Swift is one of the lucky ones who have built a business. During good harvest years, he employs almost 100 people across the western states to collect seeds to sell to nurseries in the US, China, Canada and Europe, plus an assistant to handle the paperwork. After almost 50 years, he isn’t ready to stop yet.
“Yes, seed collectors seem to be a dying breed,” he says. But, he adds, “I do not see retirement for me, as long as I can avoid the paperwork. Non-retirement tends to be the way of self-employed people.”
Still, there will be a point when the current generation of collectors will retire, and their institutional knowledge may be lost, partly because they are extremely secretive about where they harvest and partly because there aren’t many places to learn except on the job from a mentor.

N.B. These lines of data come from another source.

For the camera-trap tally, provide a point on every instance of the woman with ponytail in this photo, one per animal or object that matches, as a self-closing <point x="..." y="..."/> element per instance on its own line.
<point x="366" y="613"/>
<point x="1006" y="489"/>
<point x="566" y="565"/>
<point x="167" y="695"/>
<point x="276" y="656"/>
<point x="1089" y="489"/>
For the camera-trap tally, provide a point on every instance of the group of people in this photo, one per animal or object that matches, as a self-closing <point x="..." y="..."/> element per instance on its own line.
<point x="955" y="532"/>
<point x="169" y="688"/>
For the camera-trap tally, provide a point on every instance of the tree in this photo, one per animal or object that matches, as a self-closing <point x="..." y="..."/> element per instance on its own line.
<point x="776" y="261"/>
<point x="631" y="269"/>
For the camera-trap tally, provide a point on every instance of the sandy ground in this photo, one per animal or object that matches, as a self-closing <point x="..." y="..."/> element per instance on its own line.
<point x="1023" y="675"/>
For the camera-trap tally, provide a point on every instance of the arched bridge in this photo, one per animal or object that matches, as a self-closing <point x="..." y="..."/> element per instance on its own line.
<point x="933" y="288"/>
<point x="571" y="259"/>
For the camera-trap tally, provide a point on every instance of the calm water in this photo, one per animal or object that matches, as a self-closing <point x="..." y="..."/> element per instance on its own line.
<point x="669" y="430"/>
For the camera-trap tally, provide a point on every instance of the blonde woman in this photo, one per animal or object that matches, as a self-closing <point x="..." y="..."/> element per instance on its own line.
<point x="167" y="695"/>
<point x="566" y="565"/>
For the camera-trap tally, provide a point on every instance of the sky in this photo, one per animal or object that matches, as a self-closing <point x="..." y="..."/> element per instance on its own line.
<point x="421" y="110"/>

In addition, climate change is causing good seeds to become even more scarce. Years of drought can halt a tree’s energy-intensive cone production process. Warmer weather at lower elevations has also caused an increase in bugs that eat away at surviving seeds and cones. Forest fires are simultaneously increasing demand for seed while reducing the supply of trees to collect from.
“Every single seed collector I talked to says something along the lines of, ‘I’ve been doing this for 40 years and I have not seen this few mast years in my life,” Rempel says, referring to years when trees produce large crops of seeds. “Something’s changing. It’s not as predictable as it used to be. And then when they do produce crops, they’re not as great.”
Swift says he has a collecting area that hasn’t produced a heavy crop in nine years. “It’s no question in my mind” that it’s a result of climate change, he says. Overall, the crops are smaller and more sporadic than they were a few decades ago. “If this keeps up, I really don’t know what nurseries will do for seed in another 10 or 20 or 50 years,” he says.
Seed orchards – trees managed with the intent to harvest seed – are a contingency plan against lower yields from wild collecting. But they haven’t escaped climate change, either. Last year’s wildfires destroyed a sugar pine seed orchard in Klamath National Forest and another one on Oregon Bureau of Land Management land. That was a devastating blow, because orchards take a long time to set up, as the trees need time to mature.